It’s the future, stupid

It’s the future, stupid

: Howard Kurtz and a few folks he quotes finally start calling media on paying attention to mudslinging instead of what really matters: our future as a nation.

I think we will look back on coverage of this campaign with all the pride of our pre-9/11 Condit and shark coverage. Says Kurtz (my itals):

Is absolutely everything fair game for the press these days?

From the contours of John Kerry’s war wounds to George Bush’s failure to take a National Guard physical to a book’s disputed allegations of drug use at Camp David, the media seem consumed these days with excavating the down-and-dirty past.

All too often the details are murky, the evidence secondhand, the documents doubted, the arguments driven by high-decibel partisanship….

If journalists devoted the same investigative energy to the candidates’ efforts to bolster Medicare and Social Security or deal with the mess in Iraq — as opposed to precisely what happened on the Bay Hap River in 1969 — perhaps more people might find campaign coverage compelling.

“Here the campaign is dealing with terrorism and war, but we’re still capable of losing ourself in matters 35 years old that belong on ‘Jeopardy!’ or ‘Trivial Pursuit,’ ” says Frank Sesno, a George Mason University professor and former CNN anchor. While he blames Kerry in part for putting Vietnam at the center of his campaign, Sesno sees an “almost ridiculous contrast” between the country’s problems and the media’s obsession with old controversies.

I’ll let you decide whether the same is true of blogs. Are blogs raising the standards of media or lowering themselves to media’s standards?
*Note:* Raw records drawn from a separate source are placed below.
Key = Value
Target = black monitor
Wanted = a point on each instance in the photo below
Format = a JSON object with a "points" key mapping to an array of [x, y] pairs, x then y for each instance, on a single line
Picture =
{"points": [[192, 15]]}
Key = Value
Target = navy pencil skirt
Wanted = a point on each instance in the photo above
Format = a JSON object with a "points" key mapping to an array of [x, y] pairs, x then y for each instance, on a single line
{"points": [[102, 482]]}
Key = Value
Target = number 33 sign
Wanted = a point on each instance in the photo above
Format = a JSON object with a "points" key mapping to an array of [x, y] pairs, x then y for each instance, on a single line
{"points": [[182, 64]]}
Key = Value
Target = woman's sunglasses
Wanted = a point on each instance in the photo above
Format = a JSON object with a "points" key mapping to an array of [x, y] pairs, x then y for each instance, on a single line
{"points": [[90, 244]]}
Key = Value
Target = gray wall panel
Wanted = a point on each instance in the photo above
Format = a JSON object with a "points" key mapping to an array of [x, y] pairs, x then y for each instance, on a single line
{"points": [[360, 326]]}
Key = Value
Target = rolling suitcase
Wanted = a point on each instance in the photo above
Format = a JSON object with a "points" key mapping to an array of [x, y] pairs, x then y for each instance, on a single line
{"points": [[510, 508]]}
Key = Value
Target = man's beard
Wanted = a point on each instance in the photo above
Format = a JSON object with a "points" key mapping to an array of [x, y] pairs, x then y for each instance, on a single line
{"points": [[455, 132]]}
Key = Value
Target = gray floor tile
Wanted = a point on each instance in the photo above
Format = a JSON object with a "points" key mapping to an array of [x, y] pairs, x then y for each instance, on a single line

As we’ve discussed here before, all this is often cloaked under the tattered blanket of “character,” in an effort to make mud matter. Today’s free Wall Street Journal link looks at coverage of “character” in the campaign:

A bruising fight over “character” has taken center stage in a presidential campaign that once seemed it would hinge more on Iraq, terrorism and the economy.

Character is the crux of the battle over the Vietnam-era behavior of President Bush and John Kerry, as well as the prism increasingly used by both campaigns to refract the debate over current issues such as taxes and Medicare.

The Democratic National Committee has fanned questions in recent days about President Bush’s National Guard service because “the issues about the president’s military service go to his credibility and his character,” said party Chairman Terry McAuliffe in a weekend interview. “If you lie about your military record, you lie about creating jobs. You lie about the deficit. You lie about fully funding education. You lie about a real prescription-drug benefit.”

Similarly, the Bush-friendly Vietnam veterans who challenged Mr. Kerry’s combat heroics and postwar protests say their push has accomplished their broader purpose of sowing doubts about Mr. Kerry’s integrity. “We have…touched off a national debate concerning John Kerry’s character and leadership ability,” said Roy Hoffmann, founder of Swift Boat Veterans for Truth, in a statement Friday….

The character tilt to the campaign so far has helped Mr. Bush and could continue to give him an edge if it remains the dominant theme through the fall. Republicans have been more persistent with personal attacks against Mr. Kerry than Democrats have been against Mr. Bush, and polls show Mr. Kerry’s negative ratings rising more sharply than Mr. Bush’s. While Democrats vow to fight back, it is harder to change public perceptions of an incumbent president than a lesser-known challenger.

Democrats also risk taking the focus off the economy, health care, and Iraq, where polls show voters still have serious concerns about Mr. Bush’s record. A character debate “is clearly much more effective for Bush because it takes him away from the issues,” says Andrew Kohut, director of the Pew Research Center, which analyzes public opinion. “Kerry has to talk about how bad conditions are.

Everybody’s guilty this season.

Everybody has mud on their hands.

And a year from now, we’ll see some commission wonder why we as a nation didn’t pay attention to terrorism… or the health-care crisis… or education…. or the economy…. It’s because we couldn’t see through the mud on our glasses.